Jesus. He didn’t have a clue what he was supposed to say, how he could talk about this without sounding like a total douche. Sure, he’d had absentee parents—a father who cared more about screwing around with women half his age than he ever did about his family and a mother who cared more about status than she did about her husband screwing around on her—but through it all, Nic had always had a home. He always knew where he was going to be sleeping and what his routine would be like and whom he would see at school. And he’d always, always, had Marc. His brother might be a busybody with trust issues a mile wide, but he was a great big brother.
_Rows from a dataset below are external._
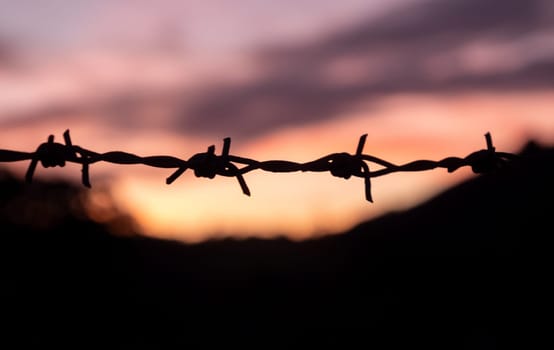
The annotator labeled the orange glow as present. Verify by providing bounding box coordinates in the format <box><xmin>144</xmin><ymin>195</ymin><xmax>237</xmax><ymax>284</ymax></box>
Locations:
<box><xmin>0</xmin><ymin>0</ymin><xmax>554</xmax><ymax>242</ymax></box>
<box><xmin>2</xmin><ymin>92</ymin><xmax>540</xmax><ymax>241</ymax></box>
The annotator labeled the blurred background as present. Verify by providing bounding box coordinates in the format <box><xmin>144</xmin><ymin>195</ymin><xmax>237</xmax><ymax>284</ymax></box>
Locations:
<box><xmin>0</xmin><ymin>0</ymin><xmax>554</xmax><ymax>242</ymax></box>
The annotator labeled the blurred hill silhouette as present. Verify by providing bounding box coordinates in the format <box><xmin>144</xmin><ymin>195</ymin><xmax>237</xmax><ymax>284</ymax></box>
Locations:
<box><xmin>0</xmin><ymin>143</ymin><xmax>554</xmax><ymax>349</ymax></box>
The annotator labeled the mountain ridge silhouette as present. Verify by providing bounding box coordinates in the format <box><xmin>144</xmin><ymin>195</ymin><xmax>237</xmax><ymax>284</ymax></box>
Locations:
<box><xmin>0</xmin><ymin>143</ymin><xmax>554</xmax><ymax>349</ymax></box>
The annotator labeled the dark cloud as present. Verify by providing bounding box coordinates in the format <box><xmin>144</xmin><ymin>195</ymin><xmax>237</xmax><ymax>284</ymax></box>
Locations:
<box><xmin>177</xmin><ymin>0</ymin><xmax>554</xmax><ymax>136</ymax></box>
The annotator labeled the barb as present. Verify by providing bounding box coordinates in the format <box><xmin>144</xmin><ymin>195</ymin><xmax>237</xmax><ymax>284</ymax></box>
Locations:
<box><xmin>0</xmin><ymin>130</ymin><xmax>519</xmax><ymax>202</ymax></box>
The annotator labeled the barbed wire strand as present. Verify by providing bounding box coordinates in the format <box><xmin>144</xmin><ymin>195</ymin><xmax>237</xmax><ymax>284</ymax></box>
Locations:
<box><xmin>0</xmin><ymin>130</ymin><xmax>519</xmax><ymax>202</ymax></box>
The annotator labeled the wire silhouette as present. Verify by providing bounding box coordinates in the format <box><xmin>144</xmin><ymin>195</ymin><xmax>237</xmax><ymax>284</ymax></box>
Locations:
<box><xmin>0</xmin><ymin>130</ymin><xmax>519</xmax><ymax>202</ymax></box>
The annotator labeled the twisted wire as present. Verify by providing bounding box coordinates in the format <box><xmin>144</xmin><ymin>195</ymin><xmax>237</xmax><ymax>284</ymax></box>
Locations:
<box><xmin>0</xmin><ymin>130</ymin><xmax>519</xmax><ymax>202</ymax></box>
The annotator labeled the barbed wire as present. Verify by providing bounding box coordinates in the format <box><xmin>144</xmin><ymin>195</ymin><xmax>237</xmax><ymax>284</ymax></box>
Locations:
<box><xmin>0</xmin><ymin>130</ymin><xmax>519</xmax><ymax>202</ymax></box>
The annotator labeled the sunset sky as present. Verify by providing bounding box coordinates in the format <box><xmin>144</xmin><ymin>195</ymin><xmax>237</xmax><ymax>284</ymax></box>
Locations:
<box><xmin>0</xmin><ymin>0</ymin><xmax>554</xmax><ymax>242</ymax></box>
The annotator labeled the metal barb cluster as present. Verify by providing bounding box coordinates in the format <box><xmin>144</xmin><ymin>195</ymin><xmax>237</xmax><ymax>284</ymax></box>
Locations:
<box><xmin>0</xmin><ymin>130</ymin><xmax>518</xmax><ymax>202</ymax></box>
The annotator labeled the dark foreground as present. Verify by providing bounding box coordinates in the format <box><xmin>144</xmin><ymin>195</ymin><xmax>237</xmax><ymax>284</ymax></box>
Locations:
<box><xmin>0</xmin><ymin>145</ymin><xmax>554</xmax><ymax>349</ymax></box>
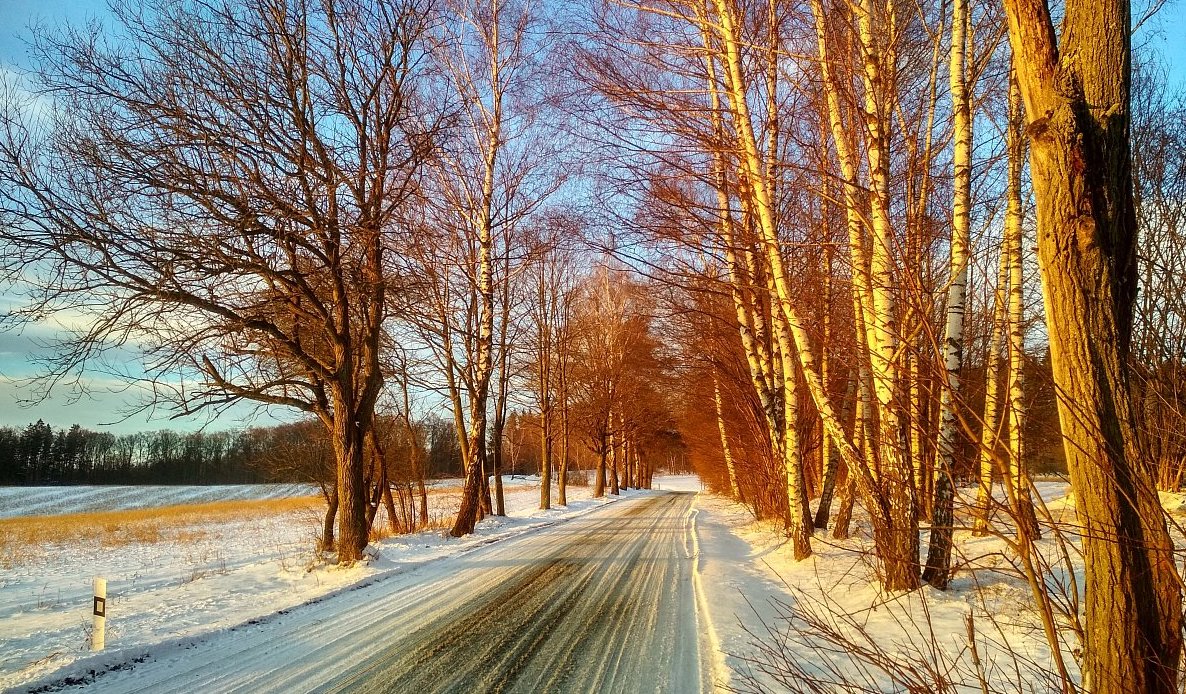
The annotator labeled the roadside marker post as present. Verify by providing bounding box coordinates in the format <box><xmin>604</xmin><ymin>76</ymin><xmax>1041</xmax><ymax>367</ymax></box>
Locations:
<box><xmin>90</xmin><ymin>578</ymin><xmax>107</xmax><ymax>650</ymax></box>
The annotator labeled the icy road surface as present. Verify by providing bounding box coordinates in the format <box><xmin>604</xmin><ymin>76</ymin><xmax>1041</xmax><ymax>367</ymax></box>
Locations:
<box><xmin>55</xmin><ymin>492</ymin><xmax>714</xmax><ymax>694</ymax></box>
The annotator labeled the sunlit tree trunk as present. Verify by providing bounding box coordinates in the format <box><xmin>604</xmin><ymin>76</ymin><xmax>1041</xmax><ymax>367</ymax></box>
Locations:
<box><xmin>923</xmin><ymin>0</ymin><xmax>967</xmax><ymax>590</ymax></box>
<box><xmin>1005</xmin><ymin>0</ymin><xmax>1182</xmax><ymax>694</ymax></box>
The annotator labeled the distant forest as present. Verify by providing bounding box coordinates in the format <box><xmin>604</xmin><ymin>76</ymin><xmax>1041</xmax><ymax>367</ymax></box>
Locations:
<box><xmin>0</xmin><ymin>418</ymin><xmax>472</xmax><ymax>486</ymax></box>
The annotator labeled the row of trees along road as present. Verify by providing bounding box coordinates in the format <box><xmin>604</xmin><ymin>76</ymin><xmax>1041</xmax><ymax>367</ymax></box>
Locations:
<box><xmin>0</xmin><ymin>418</ymin><xmax>472</xmax><ymax>491</ymax></box>
<box><xmin>0</xmin><ymin>0</ymin><xmax>1186</xmax><ymax>692</ymax></box>
<box><xmin>574</xmin><ymin>0</ymin><xmax>1184</xmax><ymax>692</ymax></box>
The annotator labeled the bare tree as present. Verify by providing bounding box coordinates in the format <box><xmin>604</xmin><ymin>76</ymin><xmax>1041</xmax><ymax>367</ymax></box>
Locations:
<box><xmin>0</xmin><ymin>0</ymin><xmax>436</xmax><ymax>561</ymax></box>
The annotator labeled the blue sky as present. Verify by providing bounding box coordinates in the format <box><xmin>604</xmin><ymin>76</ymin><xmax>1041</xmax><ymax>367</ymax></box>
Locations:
<box><xmin>0</xmin><ymin>0</ymin><xmax>1186</xmax><ymax>431</ymax></box>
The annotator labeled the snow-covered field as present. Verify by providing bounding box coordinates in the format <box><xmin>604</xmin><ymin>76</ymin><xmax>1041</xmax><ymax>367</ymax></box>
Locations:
<box><xmin>0</xmin><ymin>484</ymin><xmax>320</xmax><ymax>518</ymax></box>
<box><xmin>0</xmin><ymin>478</ymin><xmax>683</xmax><ymax>690</ymax></box>
<box><xmin>0</xmin><ymin>476</ymin><xmax>1105</xmax><ymax>692</ymax></box>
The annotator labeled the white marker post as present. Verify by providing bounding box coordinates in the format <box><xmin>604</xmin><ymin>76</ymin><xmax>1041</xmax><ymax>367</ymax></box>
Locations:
<box><xmin>90</xmin><ymin>578</ymin><xmax>107</xmax><ymax>650</ymax></box>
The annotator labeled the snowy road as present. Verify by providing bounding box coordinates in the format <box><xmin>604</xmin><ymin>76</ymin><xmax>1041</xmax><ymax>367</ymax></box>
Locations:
<box><xmin>57</xmin><ymin>494</ymin><xmax>713</xmax><ymax>694</ymax></box>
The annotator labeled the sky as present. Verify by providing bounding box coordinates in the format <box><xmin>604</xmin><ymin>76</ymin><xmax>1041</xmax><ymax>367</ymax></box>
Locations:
<box><xmin>0</xmin><ymin>0</ymin><xmax>1186</xmax><ymax>432</ymax></box>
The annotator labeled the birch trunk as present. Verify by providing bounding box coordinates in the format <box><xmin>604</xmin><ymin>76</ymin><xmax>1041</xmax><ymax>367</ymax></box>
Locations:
<box><xmin>1005</xmin><ymin>77</ymin><xmax>1041</xmax><ymax>541</ymax></box>
<box><xmin>715</xmin><ymin>0</ymin><xmax>919</xmax><ymax>590</ymax></box>
<box><xmin>923</xmin><ymin>0</ymin><xmax>967</xmax><ymax>590</ymax></box>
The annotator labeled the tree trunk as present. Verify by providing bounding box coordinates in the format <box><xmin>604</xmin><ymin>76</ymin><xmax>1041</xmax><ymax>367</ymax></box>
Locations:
<box><xmin>814</xmin><ymin>369</ymin><xmax>856</xmax><ymax>530</ymax></box>
<box><xmin>713</xmin><ymin>368</ymin><xmax>741</xmax><ymax>501</ymax></box>
<box><xmin>593</xmin><ymin>433</ymin><xmax>606</xmax><ymax>498</ymax></box>
<box><xmin>319</xmin><ymin>485</ymin><xmax>338</xmax><ymax>552</ymax></box>
<box><xmin>1005</xmin><ymin>72</ymin><xmax>1041</xmax><ymax>541</ymax></box>
<box><xmin>923</xmin><ymin>0</ymin><xmax>972</xmax><ymax>590</ymax></box>
<box><xmin>332</xmin><ymin>407</ymin><xmax>370</xmax><ymax>564</ymax></box>
<box><xmin>540</xmin><ymin>412</ymin><xmax>551</xmax><ymax>509</ymax></box>
<box><xmin>1005</xmin><ymin>0</ymin><xmax>1182</xmax><ymax>694</ymax></box>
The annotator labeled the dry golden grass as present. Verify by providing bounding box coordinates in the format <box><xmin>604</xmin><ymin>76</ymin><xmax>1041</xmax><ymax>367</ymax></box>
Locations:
<box><xmin>0</xmin><ymin>496</ymin><xmax>325</xmax><ymax>568</ymax></box>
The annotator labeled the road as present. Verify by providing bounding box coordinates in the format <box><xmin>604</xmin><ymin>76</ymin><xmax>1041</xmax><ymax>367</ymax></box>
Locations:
<box><xmin>62</xmin><ymin>492</ymin><xmax>713</xmax><ymax>694</ymax></box>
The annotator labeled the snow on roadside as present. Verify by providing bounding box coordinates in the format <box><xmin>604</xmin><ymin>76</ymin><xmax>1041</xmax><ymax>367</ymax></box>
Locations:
<box><xmin>0</xmin><ymin>478</ymin><xmax>640</xmax><ymax>690</ymax></box>
<box><xmin>696</xmin><ymin>483</ymin><xmax>1082</xmax><ymax>692</ymax></box>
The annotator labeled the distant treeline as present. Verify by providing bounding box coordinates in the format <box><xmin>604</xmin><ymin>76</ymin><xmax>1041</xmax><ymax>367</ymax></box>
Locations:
<box><xmin>0</xmin><ymin>418</ymin><xmax>460</xmax><ymax>485</ymax></box>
He’d never once been anywhere but in Nic’s corner.

Who had been in Desi’s corner? he wondered as she put on the kettle for tea. Who’d had her back when she’d needed it most? The idea that there had been no one, that the woman he loved had essentially been on her own at the age of nine, wounded him on a visceral level.

“That’s why you kept the baby. So you’d have someone to love you.”

“Maybe.” She shrugged as she put a tea bag in a cup. “I thought about having an abortion but I just…couldn’t. And I could never give him up for adoption. I’d go crazy wondering if he was okay, if he was with someone who loved him or if he was just—” Her voice broke, but she swallowed. Tried again. “Or if he was just being tolerated. I can’t stand the idea of him being anywhere he isn’t loved.”

Nic did cross to her then, did pull her into his arms and let his hands rest on her tummy. On their baby.